The SAT is a test designed to evaluate a test-taker’s literacy and computational skills rather than their ability to simply recall information. As with learning any skill, whether it’s preparing for the SATs or learning to play an instrument, breaking a goal into achievable steps makes the learning process easier.

With diagnostic results in hand, ask yourself, “What are the supporting skills that need to be mastered on the way to the larger goals?” After all, a student struggling with basic algebra is in no position to be evaluating quadratic equations.

Test prep professionals should work to help a student chunk the learning gains that need to be made and then turn those chunks into a logical roadmap for progress.

Grab the low hanging fruit

No mountain climber starts with Everest. Similarly, no test-prep student should focus all of their energies on their greatest weaknesses. Instead, set up your students for success by front-loading the test prep plan with smaller, manageable goals.

When devising a prioritized plan for an SAT student, start by targeting gains that can be easily achieved. A few quick victories early on can make for great positive momentum and lay the groundwork for the harder work later on.

Get the most bang for the buck

It should go without saying, but as a test prep professional, it is crucial that you know the types of questions, topics, and content that are most likely to show up on the test itself. Be sure to use this knowledge to help structure and prioritize your students’ efforts.

For example, if the College Board’s official math practice tests are any indication, the current SAT math section focuses heavily on the following concepts:

  • Quadratic equations
  • Ratios & Proportions
  • Linear equations
  • Writing & solving algebraic equations
  • Data analysis (averages, medians, percentages, linear expression)

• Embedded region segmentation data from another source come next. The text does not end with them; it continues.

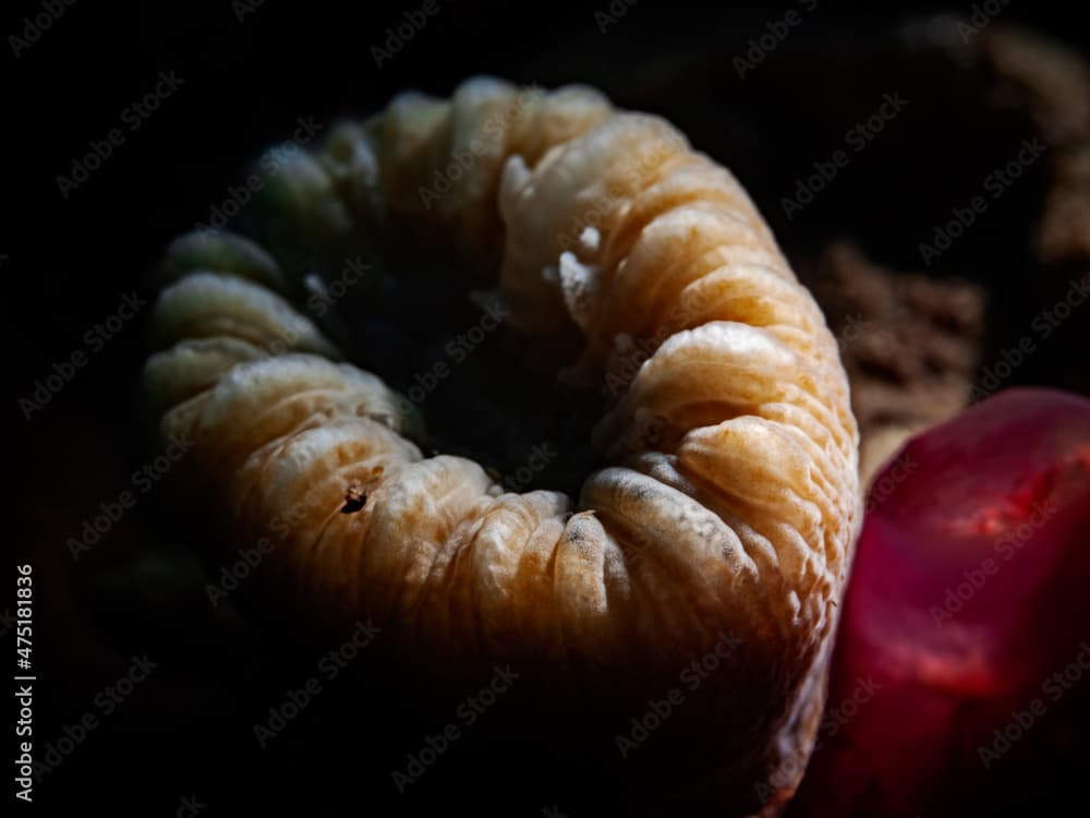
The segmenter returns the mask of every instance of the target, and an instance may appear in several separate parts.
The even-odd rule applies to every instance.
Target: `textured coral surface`
[[[173,245],[145,378],[227,548],[276,541],[264,604],[371,616],[438,676],[509,661],[620,714],[729,638],[659,751],[683,747],[670,785],[725,814],[778,808],[821,707],[858,438],[822,313],[735,178],[593,91],[474,80],[339,127],[270,196],[272,255],[226,233]],[[292,306],[315,256],[396,230],[493,287],[524,335],[581,339],[554,374],[613,398],[577,497],[425,457],[411,401],[334,362]]]

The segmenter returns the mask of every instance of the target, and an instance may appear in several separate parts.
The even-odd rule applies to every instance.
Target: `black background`
[[[164,619],[141,618],[146,600],[120,594],[114,606],[104,609],[96,601],[100,597],[87,591],[83,572],[109,566],[118,552],[138,545],[152,536],[149,530],[159,531],[161,524],[144,519],[156,510],[154,504],[142,508],[141,519],[126,521],[110,549],[81,561],[78,569],[64,550],[73,526],[123,488],[129,467],[138,460],[134,443],[138,436],[130,432],[138,422],[133,394],[146,353],[149,310],[125,326],[29,421],[17,404],[55,361],[83,346],[83,334],[114,312],[123,293],[135,289],[150,299],[144,275],[165,244],[205,220],[210,205],[239,180],[243,164],[262,146],[289,137],[296,118],[313,116],[328,122],[341,115],[370,113],[407,87],[447,95],[475,73],[547,86],[586,82],[623,107],[667,116],[698,147],[734,168],[789,255],[804,258],[827,237],[849,234],[863,237],[886,262],[920,266],[916,243],[942,213],[900,213],[896,196],[883,196],[876,204],[882,192],[875,190],[873,177],[868,181],[870,165],[856,168],[843,189],[831,191],[836,206],[827,216],[819,210],[789,222],[777,206],[792,180],[813,159],[829,153],[841,130],[838,125],[815,130],[807,106],[828,112],[846,105],[846,97],[858,97],[859,111],[871,107],[883,83],[900,71],[882,53],[882,35],[909,10],[875,4],[860,12],[822,4],[812,23],[800,27],[783,51],[771,55],[756,81],[747,84],[730,69],[730,56],[743,51],[747,38],[760,34],[765,21],[780,17],[788,4],[690,11],[677,3],[640,0],[603,34],[594,12],[607,3],[573,8],[436,3],[439,12],[380,69],[372,46],[382,45],[387,28],[421,3],[349,7],[266,0],[240,22],[230,2],[126,5],[80,0],[65,7],[40,40],[17,59],[10,48],[3,49],[9,104],[0,189],[8,200],[8,216],[0,231],[0,253],[5,256],[0,274],[10,334],[7,382],[12,395],[7,401],[7,428],[16,452],[14,467],[9,467],[8,493],[17,520],[16,558],[31,561],[38,577],[40,735],[49,739],[60,724],[78,717],[95,691],[128,666],[126,657],[161,641],[165,633],[170,643],[166,654],[174,662],[164,679],[155,682],[162,685],[154,695],[167,702],[168,714],[134,701],[131,712],[104,727],[107,738],[95,736],[81,746],[78,757],[39,787],[39,795],[50,803],[114,805],[120,814],[135,813],[138,803],[136,814],[173,815],[179,798],[195,793],[211,804],[203,815],[241,814],[240,804],[259,802],[275,808],[275,797],[254,794],[269,786],[280,792],[270,781],[292,775],[294,766],[302,763],[292,754],[271,762],[267,757],[232,756],[234,745],[227,741],[225,749],[218,721],[225,713],[213,708],[208,715],[202,695],[194,693],[217,676],[231,677],[233,687],[243,689],[262,672],[261,665],[247,664],[250,654],[232,655],[226,639],[222,645],[203,641],[207,631],[199,627],[195,635],[186,635],[177,623],[165,624],[166,613]],[[962,11],[968,8],[965,4]],[[1085,41],[1073,41],[1085,29],[1077,25],[1075,4],[1069,8],[1052,12],[1013,2],[1003,15],[1085,49]],[[24,15],[40,9],[39,3],[5,7],[0,33],[5,37],[21,33]],[[841,57],[843,47],[857,57],[870,55],[867,59],[881,68],[874,76],[864,76],[858,63],[867,60],[859,58],[855,68],[826,72],[827,87],[814,87],[816,81],[807,80],[810,91],[799,98],[785,100],[766,93],[802,83],[800,60],[834,40],[834,51]],[[829,64],[836,61],[835,55],[828,57]],[[137,131],[126,131],[125,144],[88,181],[62,197],[57,177],[71,172],[73,159],[87,152],[92,140],[120,127],[121,111],[150,91],[165,71],[182,77],[182,87]],[[834,82],[845,75],[858,85],[846,91]],[[832,113],[829,119],[853,121],[849,112]],[[759,132],[754,122],[774,127]],[[952,143],[964,153],[966,142],[971,144],[976,136],[962,139],[956,130],[921,136],[913,161],[923,166],[936,156],[941,161],[945,153],[954,152]],[[981,168],[994,165],[990,149],[981,148]],[[764,160],[749,161],[755,156]],[[784,158],[773,161],[770,156]],[[875,165],[883,160],[877,152],[867,158]],[[900,176],[884,179],[906,184],[916,176],[915,166],[906,164]],[[948,183],[948,202],[956,204],[965,199],[959,191],[971,190],[979,178],[966,171],[964,177],[930,183]],[[994,224],[989,236],[1003,234],[1006,224],[1026,216],[1010,203],[990,216]],[[917,219],[917,227],[906,228],[908,218]],[[980,277],[986,269],[1001,292],[1017,286],[1019,267],[1002,242],[985,238],[966,243],[947,263],[957,267],[972,253],[978,253],[977,261],[957,272]],[[997,325],[1004,326],[1002,310]],[[995,345],[1000,341],[1002,337]],[[1038,362],[1016,380],[1085,390],[1085,380],[1079,380],[1085,373],[1070,374],[1069,364]],[[158,587],[152,584],[153,589]],[[177,603],[181,608],[173,612],[183,610],[186,615],[186,605],[196,611],[203,601],[199,594],[175,598],[167,591],[164,599],[162,605]],[[268,645],[255,655],[263,651]],[[342,772],[351,779],[350,770]],[[279,784],[296,803],[306,803],[305,779],[294,786]],[[213,793],[229,794],[216,802]],[[365,814],[387,814],[382,797],[374,796],[373,809]],[[367,803],[361,793],[353,801]]]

Putting time into these high occurrence topics should produce more growth and better odds of success come test day than focusing on more specialized, niche subjects that may or may not even appear. 

Teach concepts that can be practiced independently

Taking time out of your tutoring sessions to have students drill practice problems or write practice essays is a waste. These types of activities are best suited for independent practice.

Ask yourself: does it make more sense to sit and watch a student write a practice essay or to actually work with that student on ways to self-assess an essay they wrote at home? Is your session better spent scaffolding a student’s understanding of a skill or grading a student’s practice test on said skill? Your students need your expertise, not your supervision and finesse with an answer key.

Test prep is a careful balance between building conceptual understanding and practicing how to put that understanding into action. Ideally, tutoring time should be spent on the former while the time in between sessions should focus on the latter.

For this to lead to growth, however, there needs to be both a system for generating and assessing this practice while also holding students accountable. Consider implementing a test prep system with accountability and feedback mechanisms baked in; this frees up tutoring time to help students to grasp the material so that they will be best prepared to utilize it on their own.

The countdown to test day is always ticking. Be sure you are setting each one of your students up for success by tailoring preparation and practice to maximize growth. When time is of the essence, you must choose your priorities carefully!